All the classic flavours in this German-inspired dish play off against each other in the most delightful way. The sweetness of the honey and pear against sharp Parmesan and crumbed pork is just lovely! *This recipe is under 650kcal per serving and under 40g carbohydrates per serving.*
1 packet
Panko Breadcrumbs
(Contains: Wheat, Gluten; May be present: Gluten, Soy.)
1 packet
Mint
1 packet
Mixed Salad Leaves
1 packet
Mustard Mayo
(Contains: Eggs; May be present: Milk.)
1 packet
Parmesan Cheese
(Contains: Milk;)
1
Pear
280 g
Pork Schnitzel
1
Cucumber
1 drizzle
olive oil
2 tbs
flour
(Contains: Gluten; May be present: Wheat.)
2 tsp
salt (for the crumb)
1 piece
egg
(Contains: Eggs;)
1 tsp
honey
1 drizzle
vinegar (balsamic or white wine) (pantry)
• Thinly slice pear into wedges. Thinly slice cucumber into half-moons. • Pick and thinly slice mint leaves.
• In a shallow bowl, combine the plain flour and the salt. • In a second shallow bowl, whisk the egg. • In a third shallow bowl, place panko breadcrumbs.
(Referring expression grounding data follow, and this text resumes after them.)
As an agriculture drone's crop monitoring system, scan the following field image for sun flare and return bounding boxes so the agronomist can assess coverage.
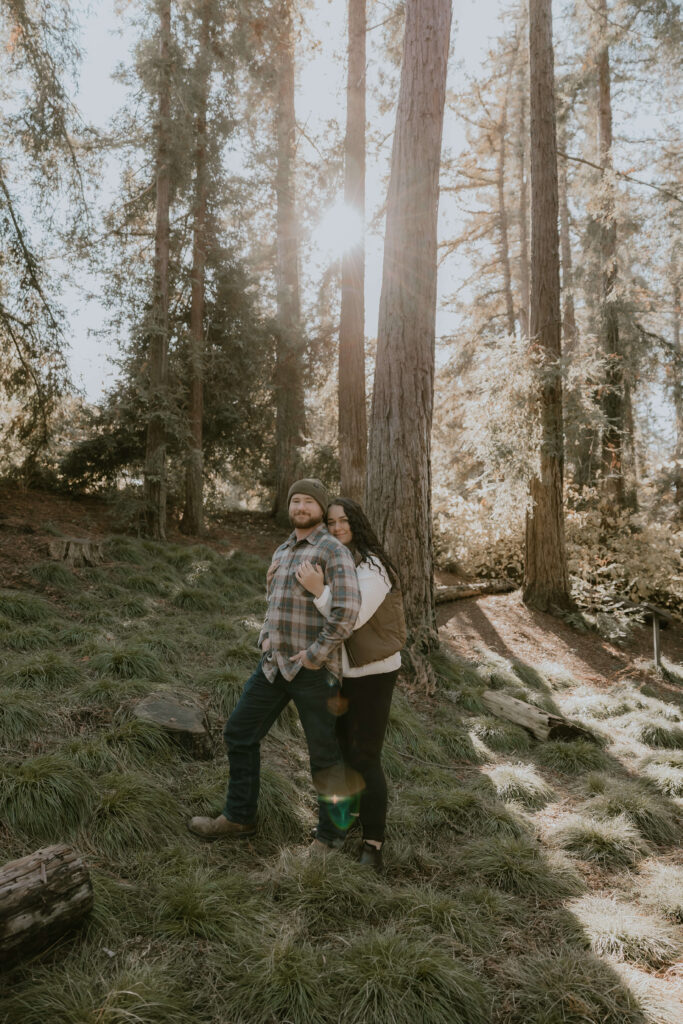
[311,200,364,260]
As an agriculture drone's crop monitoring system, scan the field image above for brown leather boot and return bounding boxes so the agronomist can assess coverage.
[187,814,256,840]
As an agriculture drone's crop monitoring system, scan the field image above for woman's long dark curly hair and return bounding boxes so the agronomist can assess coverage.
[326,497,400,587]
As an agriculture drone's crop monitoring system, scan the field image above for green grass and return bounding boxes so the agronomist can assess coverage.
[0,650,83,688]
[638,861,683,923]
[88,771,183,857]
[0,616,55,652]
[534,739,610,775]
[0,688,59,745]
[571,894,681,967]
[501,950,648,1024]
[89,643,165,680]
[636,718,683,749]
[398,784,527,841]
[172,586,224,612]
[453,835,584,899]
[0,589,55,622]
[0,753,95,842]
[641,761,683,796]
[548,813,648,867]
[30,560,77,589]
[152,862,262,942]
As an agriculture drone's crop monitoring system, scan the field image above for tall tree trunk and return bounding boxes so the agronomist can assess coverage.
[181,1,210,537]
[338,0,367,502]
[143,0,172,541]
[272,0,305,521]
[516,58,530,337]
[672,275,683,511]
[523,0,571,611]
[596,0,625,506]
[497,74,516,337]
[366,0,451,635]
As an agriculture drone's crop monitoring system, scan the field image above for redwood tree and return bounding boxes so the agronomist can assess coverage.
[338,0,367,502]
[366,0,452,634]
[523,0,571,611]
[143,0,172,540]
[272,0,305,520]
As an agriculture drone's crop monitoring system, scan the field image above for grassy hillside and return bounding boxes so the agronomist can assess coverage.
[1,534,682,1023]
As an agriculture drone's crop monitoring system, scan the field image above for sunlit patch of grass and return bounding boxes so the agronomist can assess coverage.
[636,718,683,750]
[511,660,551,692]
[584,776,682,846]
[534,739,610,775]
[454,835,584,899]
[0,651,83,688]
[562,691,634,720]
[471,715,533,753]
[485,763,555,809]
[0,753,95,842]
[638,861,683,923]
[0,688,59,745]
[548,813,648,867]
[333,928,491,1024]
[88,771,183,857]
[538,660,578,690]
[0,589,55,623]
[0,615,55,652]
[641,761,683,797]
[570,894,681,967]
[172,586,223,612]
[89,643,165,680]
[1,960,194,1024]
[398,785,526,841]
[30,560,77,589]
[501,950,647,1024]
[447,685,487,714]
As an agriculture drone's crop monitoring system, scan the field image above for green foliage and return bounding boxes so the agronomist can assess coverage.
[534,740,610,775]
[334,929,490,1024]
[454,836,584,899]
[398,784,527,841]
[89,772,182,857]
[172,586,224,612]
[256,766,308,845]
[89,643,165,680]
[636,719,683,749]
[0,589,55,623]
[501,950,648,1024]
[0,615,54,652]
[153,863,261,942]
[0,688,57,745]
[638,861,683,924]
[0,650,82,688]
[30,560,77,589]
[0,753,95,842]
[549,813,648,867]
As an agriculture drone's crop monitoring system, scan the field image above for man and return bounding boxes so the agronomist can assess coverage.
[188,478,361,849]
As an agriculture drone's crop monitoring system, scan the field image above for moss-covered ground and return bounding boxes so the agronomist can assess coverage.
[1,534,682,1023]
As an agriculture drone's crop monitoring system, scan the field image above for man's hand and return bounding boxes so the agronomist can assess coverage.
[290,649,318,670]
[295,560,325,597]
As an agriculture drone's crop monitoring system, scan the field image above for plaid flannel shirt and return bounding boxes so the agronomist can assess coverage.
[259,524,361,681]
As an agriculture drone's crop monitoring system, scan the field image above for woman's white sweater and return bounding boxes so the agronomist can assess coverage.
[314,556,402,678]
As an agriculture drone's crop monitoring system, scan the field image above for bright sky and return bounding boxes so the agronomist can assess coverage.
[66,0,506,401]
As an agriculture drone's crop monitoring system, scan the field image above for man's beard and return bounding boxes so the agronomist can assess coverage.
[289,510,323,529]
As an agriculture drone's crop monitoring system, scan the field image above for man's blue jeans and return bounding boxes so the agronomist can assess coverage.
[222,659,349,845]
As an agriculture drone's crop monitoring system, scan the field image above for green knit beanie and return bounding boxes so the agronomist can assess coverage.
[286,478,329,514]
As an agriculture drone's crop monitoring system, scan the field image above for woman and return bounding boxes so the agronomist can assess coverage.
[295,498,404,871]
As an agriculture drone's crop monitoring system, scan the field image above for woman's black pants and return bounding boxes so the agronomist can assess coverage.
[336,668,399,843]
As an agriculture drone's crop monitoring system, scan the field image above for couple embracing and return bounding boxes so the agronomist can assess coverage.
[189,478,406,871]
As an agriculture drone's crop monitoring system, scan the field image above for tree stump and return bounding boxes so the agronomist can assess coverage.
[0,845,93,967]
[133,692,213,759]
[48,539,105,568]
[482,690,598,743]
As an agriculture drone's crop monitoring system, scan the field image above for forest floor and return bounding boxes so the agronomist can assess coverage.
[1,486,682,1024]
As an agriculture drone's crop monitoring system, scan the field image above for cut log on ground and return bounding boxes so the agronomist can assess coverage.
[0,845,93,967]
[48,539,105,568]
[435,580,517,604]
[482,690,598,743]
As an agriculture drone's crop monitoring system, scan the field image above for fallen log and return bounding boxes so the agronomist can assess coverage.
[48,538,105,568]
[435,580,516,604]
[482,690,598,743]
[0,845,93,967]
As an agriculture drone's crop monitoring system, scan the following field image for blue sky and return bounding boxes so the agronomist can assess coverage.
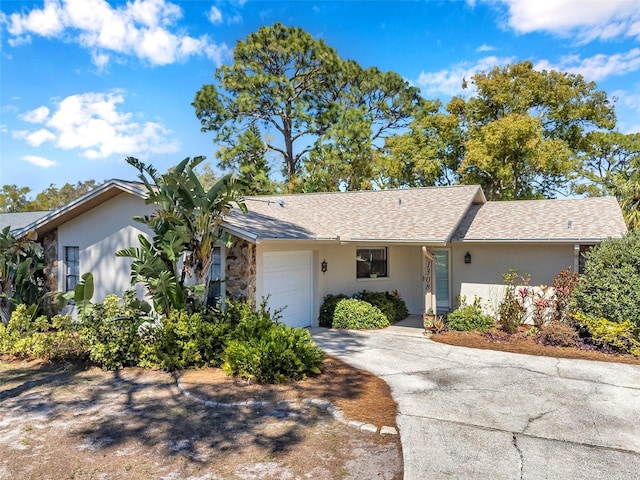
[1,0,640,194]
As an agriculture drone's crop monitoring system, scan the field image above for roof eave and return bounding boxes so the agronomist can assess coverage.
[15,180,147,238]
[453,235,624,243]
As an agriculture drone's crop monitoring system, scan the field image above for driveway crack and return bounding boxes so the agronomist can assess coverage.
[512,433,524,480]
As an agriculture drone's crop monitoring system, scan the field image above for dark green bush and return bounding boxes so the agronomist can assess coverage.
[534,322,579,348]
[571,231,640,329]
[446,304,495,332]
[318,294,349,327]
[332,298,389,330]
[319,290,408,327]
[357,290,409,324]
[222,301,324,383]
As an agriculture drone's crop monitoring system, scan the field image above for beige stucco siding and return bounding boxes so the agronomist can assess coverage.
[449,242,575,310]
[256,242,424,325]
[57,193,154,302]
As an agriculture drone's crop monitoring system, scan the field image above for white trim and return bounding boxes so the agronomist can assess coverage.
[573,244,580,273]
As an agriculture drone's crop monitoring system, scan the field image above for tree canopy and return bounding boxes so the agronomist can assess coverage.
[193,22,425,191]
[0,181,98,213]
[385,61,617,200]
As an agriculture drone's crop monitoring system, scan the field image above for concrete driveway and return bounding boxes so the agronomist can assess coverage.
[310,321,640,480]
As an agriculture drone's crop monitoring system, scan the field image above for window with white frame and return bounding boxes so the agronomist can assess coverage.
[356,247,388,278]
[65,246,79,292]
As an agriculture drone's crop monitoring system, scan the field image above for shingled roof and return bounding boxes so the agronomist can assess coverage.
[0,211,50,233]
[223,185,485,244]
[452,196,627,242]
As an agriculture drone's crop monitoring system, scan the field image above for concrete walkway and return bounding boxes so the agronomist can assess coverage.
[310,318,640,480]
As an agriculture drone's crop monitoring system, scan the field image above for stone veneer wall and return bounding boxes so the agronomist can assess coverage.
[225,236,256,306]
[41,229,58,317]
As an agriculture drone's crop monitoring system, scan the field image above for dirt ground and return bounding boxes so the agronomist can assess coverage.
[0,356,402,480]
[431,328,640,365]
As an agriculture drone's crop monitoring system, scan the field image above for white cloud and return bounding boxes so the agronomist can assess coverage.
[476,44,495,52]
[12,91,180,159]
[4,0,229,66]
[485,0,640,42]
[20,106,50,123]
[13,128,57,147]
[535,48,640,82]
[22,155,57,168]
[417,56,515,97]
[208,6,223,24]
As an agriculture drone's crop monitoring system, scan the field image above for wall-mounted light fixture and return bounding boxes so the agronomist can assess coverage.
[321,259,328,274]
[464,252,472,264]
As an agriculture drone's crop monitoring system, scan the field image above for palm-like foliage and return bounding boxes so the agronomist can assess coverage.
[118,157,246,314]
[0,227,44,324]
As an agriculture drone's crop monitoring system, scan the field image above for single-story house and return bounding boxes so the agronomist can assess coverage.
[16,181,627,327]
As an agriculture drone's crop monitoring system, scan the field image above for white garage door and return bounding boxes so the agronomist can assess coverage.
[262,250,313,328]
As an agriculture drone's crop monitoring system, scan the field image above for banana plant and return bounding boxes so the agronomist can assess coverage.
[0,226,45,324]
[55,272,95,317]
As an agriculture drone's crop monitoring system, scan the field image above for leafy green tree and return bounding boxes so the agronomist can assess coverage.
[457,61,615,199]
[117,157,246,313]
[217,124,276,194]
[460,113,574,199]
[575,132,640,196]
[0,227,44,324]
[379,103,463,188]
[28,180,98,211]
[570,132,640,228]
[193,23,424,190]
[388,61,616,199]
[0,185,31,213]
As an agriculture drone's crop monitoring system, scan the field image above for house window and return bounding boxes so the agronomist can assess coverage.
[65,246,79,292]
[356,247,387,278]
[206,245,224,306]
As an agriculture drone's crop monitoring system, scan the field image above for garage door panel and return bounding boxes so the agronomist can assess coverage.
[263,251,312,328]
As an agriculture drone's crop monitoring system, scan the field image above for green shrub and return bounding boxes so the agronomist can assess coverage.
[318,294,349,327]
[222,303,324,383]
[357,290,409,324]
[446,304,495,332]
[535,322,578,348]
[144,308,234,370]
[332,298,389,330]
[573,313,640,356]
[497,270,529,334]
[0,304,82,360]
[571,231,640,328]
[79,294,148,370]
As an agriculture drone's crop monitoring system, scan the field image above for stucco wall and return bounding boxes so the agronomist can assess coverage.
[450,242,575,312]
[255,242,425,321]
[56,193,154,302]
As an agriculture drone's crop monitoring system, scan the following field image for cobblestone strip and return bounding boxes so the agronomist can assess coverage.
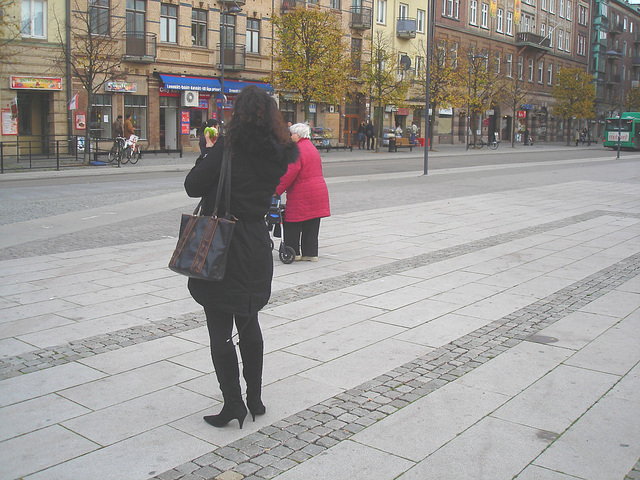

• Pull apart pork schnitzels so you get two per person. • Dip pork into flour mixture to coat, then into the egg, and finally in the breadcrumbs. Transfer to a plate.

• In a large frying pan, heat enough olive oil to coat the base over high heat. • When oil is hot, cook crumbed pork in batches, until golden and cooked through, 1-2 minutes each side. • Transfer to a paper towel-lined plate. TIP: Add extra oil between batches if necessary.
• While pork is cooking, combine the honey with a drizzle of olive oil and the vinegar in a medium bowl. • Season, then add mixed salad leaves, cucumber, pear, shaved Parmesan cheese and mint. Toss to coat.
• Slice pork schnitzel. • Divide pork schnitzel and pear-Parmesan salad between plates. • Serve with mustard mayo. Enjoy!